This stuff normally doesn't play out in public this way.
And so if you're keeping score at home, you can see how things keeps changing in the ongoing contract negotiations involved the United Auto Workers union and the Detroit Three automakers. All sides are watching what the others are doing, then trying to match them or offer something that is more advantageous to their balance sheets while still meeting a union demand.
That's precisely what UAW President Shawn Fain had in mind when he decided this year to negotiate national labor contracts with all three automakers at once, and very publicly, refusing to name one company as the negotiating lead, instead playing each car company and their offers off the others.
In doing so, Fain discarded a tradition of negotiating a contract with one company first, then using that contract as a pattern for the other two.
"Shawn Fain's negotiating strategy for the members' demands serves to throw the companies off balance," said Marick Masters, a business professor and labor expert at Wayne State University. "The strategy reflects open communications, industry-wide bargaining with a labor-centered perspective, and a willingness to strike all three companies while waging a corporate campaign to put additional pressures on the companies to make more favorable agreements."
'Back door communications'
Since 1946, the UAW strategy has been to negotiate with three or more automakers separately but simultaneously at the beginning of negotiations, said Harley Shaiken, professor emeritus and labor expert at the University of California, Berkeley.
But then there was always the selection of a target company chosen in the final stages of the talks, sometimes days before the deadline. The tradition was started under famous UAW leader Walter Reuther in the 1940s, Shaiken said.
Louis G. Seaton, left General Motors vice president heading negotiating team for the company and United Auto Workers president Walter P. Reuther, shake hands before the start of the opening session on a new contract on March 25, 1958.

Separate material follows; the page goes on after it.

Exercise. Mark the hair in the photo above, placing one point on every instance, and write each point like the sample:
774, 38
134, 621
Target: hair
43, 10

"The union having been in talks with all of them understood at that point which one would be most amenable to their core target demands," Shaiken said. "For the automakers, being the target was an advantage because they would have more control over the process and, on occasion, could settle for agreements less advantageous to their competitors."
Once the agreement was reached with the target, the subsequent agreements with the others would "never be a carbon copy," Shaiken said, but rather set the pace.
"This time around there has clearly been more transparency and the UAW has made a serious effort to have greater involvement at an earlier stage with its members," Shaiken said. "Floating the notion of striking any automaker if they haven’t reached an agreement before the strike deadline and threatening to strike all three simultaneously have resulted in considerable turmoil among investors, but not necessarily of the teams at the bargaining table."
A 2023 Cadillac LYRIQ rolls off the assembly line and drives into a special event celebrating the start of retail products for the electric vehicle on March 21, 2022, at the General Motors Spring Hill assembly plant in Spring Hill, Tennessee. The event marks another milestone for GM and its commitment to an all-electric future.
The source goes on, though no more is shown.